WARP 1 - Der Quantenzauberer (German Edition)
»Sein Vater hat in London noch eine zweite Kapsel gebaut, aber Felix hat nie herausgefunden, wo sie steht. Und als eifriger Erforscher menschlicher Schwächen drängt sich mir die Frage auf, was es denn für einen besseren Grund für so eine Zweitkapsel geben könnte als die Möglichkeit, damit in dieses Jahrhundert zurückzukehren und seine heimliche Geliebte zu besuchen?« Er aktivierte den kleinen Bildschirm des Timekey und klickte sich durch das Menü, bis er zu einer Art Logbuch kam.
»Aha. Wir haben mehrere Zeitreisen vom Bedford Square, was nicht weiter überraschend ist, die letzte vom Anfang der Achtzigerjahre. Und das sollte eigentlich auch schon alles sein, aber nein – hier sind noch andere Koordinaten, und dort sind mehr als ein Dutzend weitere Reisen verzeichnet. Smart, Sie liebestoller alter Hund. Wer auch immer die Frau war, Sie konnten nicht die Finger von ihr lassen.«
Garrick ließ den Timekey wieder in seinem Hemd verschwinden. »Riley, mein Sohn, wir haben unseren Weg nach Hause gefunden.«
Riley schwieg, aber seine Augen sagten klar und deutlich: Ich bin nicht Ihr Sohn .
Erstaunlich, dass Garrick das offenbar nicht lesen konnte.
Garrick gab die Koordinaten aus dem Timekey in die GPS-Funktion von Smarts Handy ein. Felix Smarts Erinnerungen dienten ihm dabei wie ein lebendiges Lernprogramm. Jedes Mal wenn Garrick einen neuen Bildschirm vor sich hatte, konzentrierte er sich einfach einen Moment, bis er wusste, was als Nächstes zu tun war.

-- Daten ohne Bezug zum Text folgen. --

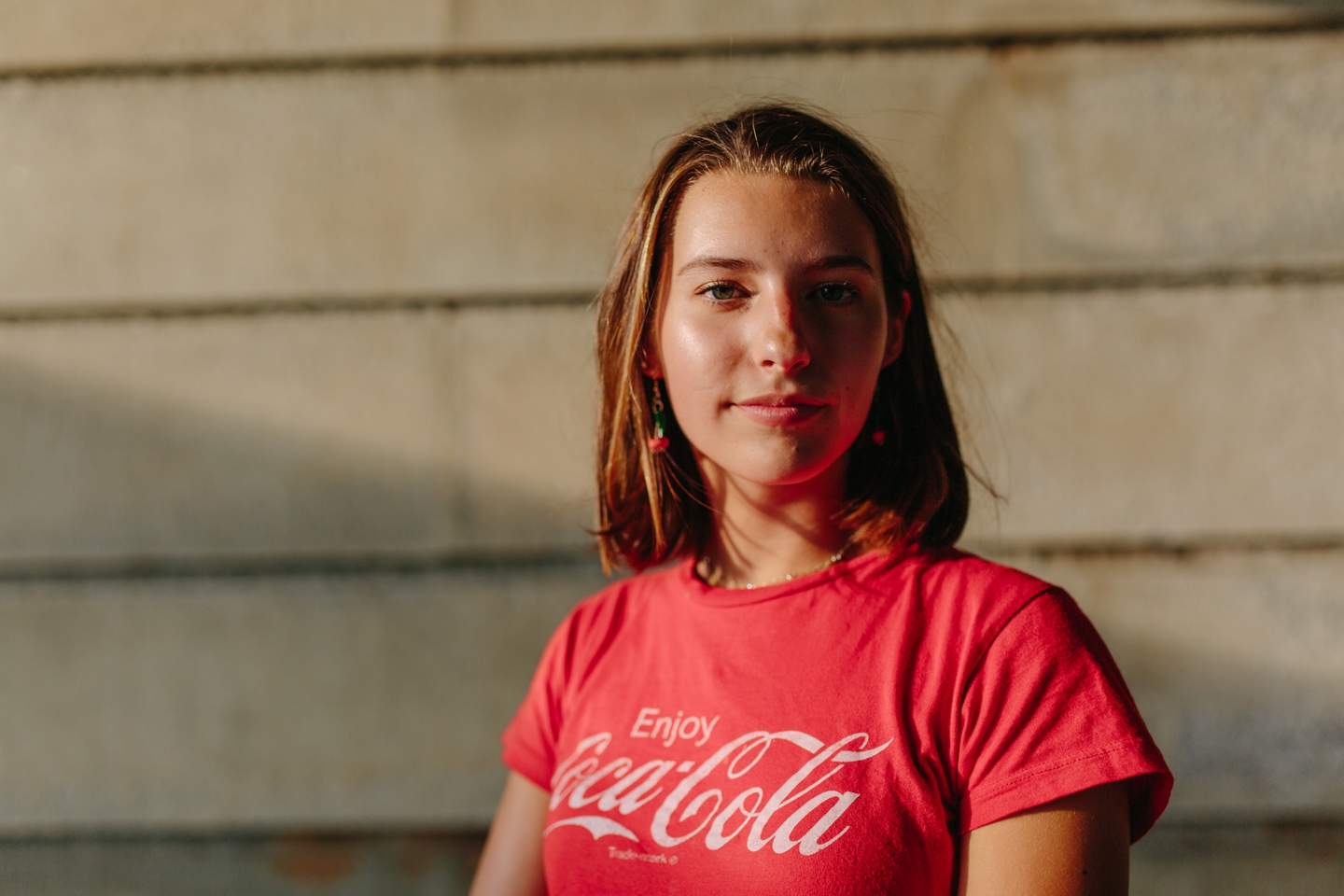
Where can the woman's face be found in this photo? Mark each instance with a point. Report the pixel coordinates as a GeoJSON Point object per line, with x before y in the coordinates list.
{"type": "Point", "coordinates": [773, 326]}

Seite an Seite, wie eine Familie, verließen sie das Wolseley und gingen am Ritz vorbei über die Piccadilly. Garrick genoss die Morgensonne auf seinem Gesicht, während Chevie von Kopf bis Fuß unter Anspannung stand und Riley vor Erschöpfung kaum die Augen offen halten konnte. In Wirklichkeit übertrieb er seine Müdigkeit, damit Garrick ihm kein Gespräch aufdrängte und er in Ruhe nachdenken konnte.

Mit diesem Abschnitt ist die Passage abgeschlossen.